Ha pasado al dominio del pasado la época histórica, la época de la “acumulación originaria”, cuando el noble terrateniente refunfuñaba y solicitaba “confianza”, y el comerciante se inclinaba y agradecía.

También ha pasado la primera fase de la época del Tres de Junio, contrarrevolucionaria, cuando el comerciante, mortalmente asustado por el movimiento de masas, miraba a Stolypin con entusiasmo y enternecimiento. Ha comenzado la segunda fase, la fase del ascenso obrero, de la animación “social” y del liberalismo de los comerciantes.

La valoración correcta de este liberalismo, intermedio entre el octubrismo y el partido de los kadetes, se impone cada vez más (en virtud del curso de los acontecimientos) incluso a la democracia pequeñoburguesa. *Sévernaia Pravda* citaba recientemente el justo razonamiento de *Kíevskaia Mysl* (véase *Sévernaia Pravda* nº 9 del 11 de agosto[37]) acerca de la separación del liberalismo respecto a la democracia, del acercamiento del liberalismo de los kadetes —por no hablar ya de los “progresistas”— al nacionalismo reaccionario.

Pero algunos escritores se quedan rezagados incluso respecto a la democracia pequeñoburguesa, cautivos de su doctrina oportunista. A la cabeza de estos escritores se sitúa, naturalmente, el liquidador F. D.

Al evaluar la intervención de Salazkin, F. D. escribía (*Nóvaya Rabóchaya Gazeta* del 23 de agosto) que tienen razón los centurias negras que claman contra Salazkin, «pero también tiene razón la prensa de izquierda (léase: liberal), que señala la incapacidad orgánica de la burocracia para satisfacer las necesidades maduras del país. Sólo está equivocada “Rossía”».
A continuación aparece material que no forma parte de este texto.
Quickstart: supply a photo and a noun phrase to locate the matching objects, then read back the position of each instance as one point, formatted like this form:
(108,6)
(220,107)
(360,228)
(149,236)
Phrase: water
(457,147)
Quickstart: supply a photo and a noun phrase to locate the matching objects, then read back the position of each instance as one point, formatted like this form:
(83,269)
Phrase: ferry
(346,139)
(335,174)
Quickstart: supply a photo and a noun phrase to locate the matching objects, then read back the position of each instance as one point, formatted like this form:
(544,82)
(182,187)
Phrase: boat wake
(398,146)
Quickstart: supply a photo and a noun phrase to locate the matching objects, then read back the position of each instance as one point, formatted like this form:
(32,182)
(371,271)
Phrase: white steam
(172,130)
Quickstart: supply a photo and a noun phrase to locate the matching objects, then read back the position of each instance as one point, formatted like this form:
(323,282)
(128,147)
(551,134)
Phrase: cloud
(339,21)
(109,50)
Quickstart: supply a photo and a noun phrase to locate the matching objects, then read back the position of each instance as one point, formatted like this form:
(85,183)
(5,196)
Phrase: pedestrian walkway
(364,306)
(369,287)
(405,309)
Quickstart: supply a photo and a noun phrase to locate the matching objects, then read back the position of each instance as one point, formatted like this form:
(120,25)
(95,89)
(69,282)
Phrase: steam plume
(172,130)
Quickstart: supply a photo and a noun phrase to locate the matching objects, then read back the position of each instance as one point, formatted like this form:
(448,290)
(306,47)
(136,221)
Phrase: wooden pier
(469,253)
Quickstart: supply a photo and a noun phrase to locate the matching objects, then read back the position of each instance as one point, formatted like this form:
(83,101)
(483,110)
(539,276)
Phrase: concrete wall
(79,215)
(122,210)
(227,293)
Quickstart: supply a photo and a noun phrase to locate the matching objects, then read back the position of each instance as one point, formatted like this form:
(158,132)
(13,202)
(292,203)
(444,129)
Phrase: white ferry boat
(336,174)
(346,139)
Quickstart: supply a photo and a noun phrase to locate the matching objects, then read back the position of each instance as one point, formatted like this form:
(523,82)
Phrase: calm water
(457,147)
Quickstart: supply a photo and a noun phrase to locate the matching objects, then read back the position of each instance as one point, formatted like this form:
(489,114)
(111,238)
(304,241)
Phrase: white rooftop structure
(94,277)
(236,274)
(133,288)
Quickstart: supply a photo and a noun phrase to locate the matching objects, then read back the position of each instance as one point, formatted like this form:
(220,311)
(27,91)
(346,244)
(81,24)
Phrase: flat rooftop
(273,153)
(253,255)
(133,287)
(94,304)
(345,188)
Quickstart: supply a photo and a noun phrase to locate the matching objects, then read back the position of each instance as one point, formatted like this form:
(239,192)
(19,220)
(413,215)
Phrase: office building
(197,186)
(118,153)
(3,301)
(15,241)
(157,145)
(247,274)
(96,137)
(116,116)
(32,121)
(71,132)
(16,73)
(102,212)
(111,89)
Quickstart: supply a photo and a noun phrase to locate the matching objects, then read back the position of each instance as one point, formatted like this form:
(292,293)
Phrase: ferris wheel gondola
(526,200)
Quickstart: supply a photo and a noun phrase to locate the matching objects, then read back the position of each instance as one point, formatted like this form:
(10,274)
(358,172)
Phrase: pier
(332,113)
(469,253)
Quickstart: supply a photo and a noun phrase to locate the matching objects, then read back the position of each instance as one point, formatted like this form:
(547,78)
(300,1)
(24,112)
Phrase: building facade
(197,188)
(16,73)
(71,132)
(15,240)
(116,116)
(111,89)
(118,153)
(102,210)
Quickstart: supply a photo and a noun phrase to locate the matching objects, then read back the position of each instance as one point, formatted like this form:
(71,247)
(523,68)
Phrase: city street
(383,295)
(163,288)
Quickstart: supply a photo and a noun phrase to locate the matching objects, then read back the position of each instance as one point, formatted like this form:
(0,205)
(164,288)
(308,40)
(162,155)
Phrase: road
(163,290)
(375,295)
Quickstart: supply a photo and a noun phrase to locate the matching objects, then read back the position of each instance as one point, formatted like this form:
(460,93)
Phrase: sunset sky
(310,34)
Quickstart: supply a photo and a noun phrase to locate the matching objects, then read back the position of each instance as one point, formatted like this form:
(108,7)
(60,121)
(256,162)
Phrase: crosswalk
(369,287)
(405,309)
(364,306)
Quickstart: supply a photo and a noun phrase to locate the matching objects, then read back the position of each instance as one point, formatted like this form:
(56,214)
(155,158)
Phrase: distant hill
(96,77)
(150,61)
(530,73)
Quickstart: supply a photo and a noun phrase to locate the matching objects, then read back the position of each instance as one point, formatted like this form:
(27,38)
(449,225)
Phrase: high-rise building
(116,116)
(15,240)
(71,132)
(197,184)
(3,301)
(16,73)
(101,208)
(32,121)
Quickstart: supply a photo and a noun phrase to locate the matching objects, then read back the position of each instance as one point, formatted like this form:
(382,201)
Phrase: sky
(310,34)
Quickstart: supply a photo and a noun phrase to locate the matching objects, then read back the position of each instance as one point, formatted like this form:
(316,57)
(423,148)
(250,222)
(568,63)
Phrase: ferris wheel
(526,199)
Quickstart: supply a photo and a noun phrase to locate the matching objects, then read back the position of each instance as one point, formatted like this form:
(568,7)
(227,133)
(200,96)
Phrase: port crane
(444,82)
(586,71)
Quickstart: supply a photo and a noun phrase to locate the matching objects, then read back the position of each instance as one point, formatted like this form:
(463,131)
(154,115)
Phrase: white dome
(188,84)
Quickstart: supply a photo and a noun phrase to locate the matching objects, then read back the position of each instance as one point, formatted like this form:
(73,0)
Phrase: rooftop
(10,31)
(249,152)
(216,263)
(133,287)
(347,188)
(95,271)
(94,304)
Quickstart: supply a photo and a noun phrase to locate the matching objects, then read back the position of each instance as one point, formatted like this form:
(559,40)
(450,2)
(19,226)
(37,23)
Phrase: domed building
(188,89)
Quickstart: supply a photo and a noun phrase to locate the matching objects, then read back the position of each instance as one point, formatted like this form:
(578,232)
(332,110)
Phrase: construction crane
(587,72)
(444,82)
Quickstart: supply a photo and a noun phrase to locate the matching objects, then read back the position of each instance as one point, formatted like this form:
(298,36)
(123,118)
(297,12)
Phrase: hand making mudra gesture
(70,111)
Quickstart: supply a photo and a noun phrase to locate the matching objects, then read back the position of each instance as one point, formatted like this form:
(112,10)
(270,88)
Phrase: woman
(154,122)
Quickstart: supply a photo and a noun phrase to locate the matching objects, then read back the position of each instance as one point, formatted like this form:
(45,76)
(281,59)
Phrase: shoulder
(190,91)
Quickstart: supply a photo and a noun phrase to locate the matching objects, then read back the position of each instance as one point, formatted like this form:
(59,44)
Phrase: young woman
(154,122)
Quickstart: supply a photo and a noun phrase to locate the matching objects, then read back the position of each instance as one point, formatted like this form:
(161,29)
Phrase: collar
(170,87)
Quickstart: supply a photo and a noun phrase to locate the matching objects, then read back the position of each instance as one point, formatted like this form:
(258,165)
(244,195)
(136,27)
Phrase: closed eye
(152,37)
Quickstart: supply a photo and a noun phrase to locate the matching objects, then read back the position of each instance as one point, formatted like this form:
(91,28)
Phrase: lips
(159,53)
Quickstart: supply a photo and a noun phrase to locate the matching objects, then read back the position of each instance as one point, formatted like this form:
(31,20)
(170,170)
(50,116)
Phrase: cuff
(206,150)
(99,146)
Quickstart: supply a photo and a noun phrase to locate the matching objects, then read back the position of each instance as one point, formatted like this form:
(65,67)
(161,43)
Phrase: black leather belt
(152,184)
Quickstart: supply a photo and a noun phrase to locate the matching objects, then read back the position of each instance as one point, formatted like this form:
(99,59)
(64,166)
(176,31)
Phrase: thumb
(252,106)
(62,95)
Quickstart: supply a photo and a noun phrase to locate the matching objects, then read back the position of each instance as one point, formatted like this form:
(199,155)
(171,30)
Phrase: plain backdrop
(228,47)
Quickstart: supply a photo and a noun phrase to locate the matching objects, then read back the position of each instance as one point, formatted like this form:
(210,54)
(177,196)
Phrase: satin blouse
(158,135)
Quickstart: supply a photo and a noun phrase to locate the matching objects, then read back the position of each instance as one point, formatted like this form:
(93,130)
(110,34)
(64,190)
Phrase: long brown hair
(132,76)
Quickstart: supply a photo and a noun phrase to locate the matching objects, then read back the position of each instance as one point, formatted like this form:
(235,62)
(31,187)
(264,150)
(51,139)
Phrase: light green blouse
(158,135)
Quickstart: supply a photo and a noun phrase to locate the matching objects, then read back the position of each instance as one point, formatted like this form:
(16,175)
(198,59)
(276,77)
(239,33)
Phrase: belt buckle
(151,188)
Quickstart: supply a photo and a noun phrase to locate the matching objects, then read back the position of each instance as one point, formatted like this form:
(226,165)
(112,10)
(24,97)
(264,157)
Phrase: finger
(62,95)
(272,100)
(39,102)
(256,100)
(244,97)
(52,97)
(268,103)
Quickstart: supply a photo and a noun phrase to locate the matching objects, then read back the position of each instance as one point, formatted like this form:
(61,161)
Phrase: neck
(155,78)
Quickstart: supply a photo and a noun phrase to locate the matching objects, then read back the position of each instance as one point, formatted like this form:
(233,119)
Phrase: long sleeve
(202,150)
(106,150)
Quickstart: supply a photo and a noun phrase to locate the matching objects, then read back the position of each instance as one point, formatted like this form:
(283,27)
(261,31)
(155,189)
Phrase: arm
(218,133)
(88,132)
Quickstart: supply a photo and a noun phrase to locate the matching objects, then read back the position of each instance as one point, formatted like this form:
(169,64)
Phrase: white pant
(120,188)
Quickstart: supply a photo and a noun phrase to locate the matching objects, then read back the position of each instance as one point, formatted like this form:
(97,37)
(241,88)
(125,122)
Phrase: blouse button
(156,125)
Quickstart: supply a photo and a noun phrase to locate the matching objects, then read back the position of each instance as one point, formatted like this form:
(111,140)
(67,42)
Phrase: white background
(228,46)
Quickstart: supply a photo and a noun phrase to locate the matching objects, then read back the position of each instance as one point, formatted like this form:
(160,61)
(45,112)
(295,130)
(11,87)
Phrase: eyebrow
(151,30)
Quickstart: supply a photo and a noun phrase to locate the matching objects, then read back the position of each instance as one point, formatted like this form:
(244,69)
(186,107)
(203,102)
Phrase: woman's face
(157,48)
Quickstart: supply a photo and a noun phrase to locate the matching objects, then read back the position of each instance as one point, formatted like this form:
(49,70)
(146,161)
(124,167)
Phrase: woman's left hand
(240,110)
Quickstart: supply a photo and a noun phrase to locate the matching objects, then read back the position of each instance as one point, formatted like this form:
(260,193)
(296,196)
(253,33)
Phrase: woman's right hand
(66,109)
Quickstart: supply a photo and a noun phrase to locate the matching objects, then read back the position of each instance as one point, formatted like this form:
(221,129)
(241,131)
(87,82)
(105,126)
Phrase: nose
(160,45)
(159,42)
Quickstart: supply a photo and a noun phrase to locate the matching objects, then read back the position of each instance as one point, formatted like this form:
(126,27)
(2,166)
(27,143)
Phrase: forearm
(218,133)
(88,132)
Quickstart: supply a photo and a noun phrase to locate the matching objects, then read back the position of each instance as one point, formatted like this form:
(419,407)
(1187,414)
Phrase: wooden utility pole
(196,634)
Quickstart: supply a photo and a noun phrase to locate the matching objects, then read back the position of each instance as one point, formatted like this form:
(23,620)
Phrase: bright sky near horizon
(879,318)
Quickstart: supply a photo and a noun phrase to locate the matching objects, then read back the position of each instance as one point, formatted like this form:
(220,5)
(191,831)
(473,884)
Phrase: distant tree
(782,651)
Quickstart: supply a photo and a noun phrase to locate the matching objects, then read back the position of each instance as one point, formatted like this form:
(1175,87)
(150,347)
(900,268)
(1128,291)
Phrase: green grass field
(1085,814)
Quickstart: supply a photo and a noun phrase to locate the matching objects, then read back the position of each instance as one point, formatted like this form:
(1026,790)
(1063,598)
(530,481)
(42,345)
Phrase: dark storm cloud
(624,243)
«No es por amor a los programas radicales —escribía F. D.—, sino por la falta de orden y legalidad que se explica la intervención de Salazkin. El comerciante se ha sublevado… Y siendo esto así, por muy hostil que sea el comerciante a los programas radicales, se verá obligado, si no hoy, mañana, a combinar sus esfuerzos con los esfuerzos de las capas más radicales del país».

Tal es la valoración de F. D. No va más allá de la combinación del liberalismo con los obreros.

¡Cosa original! F. D. no advierte la combinación de los esfuerzos del comerciante con los esfuerzos del terrateniente centurionegrista. No advierte que Salazkin está a favor de las “bases” del régimen del Tres de Junio, deseando desplazar a Purishkévich dentro de los límites de esas bases.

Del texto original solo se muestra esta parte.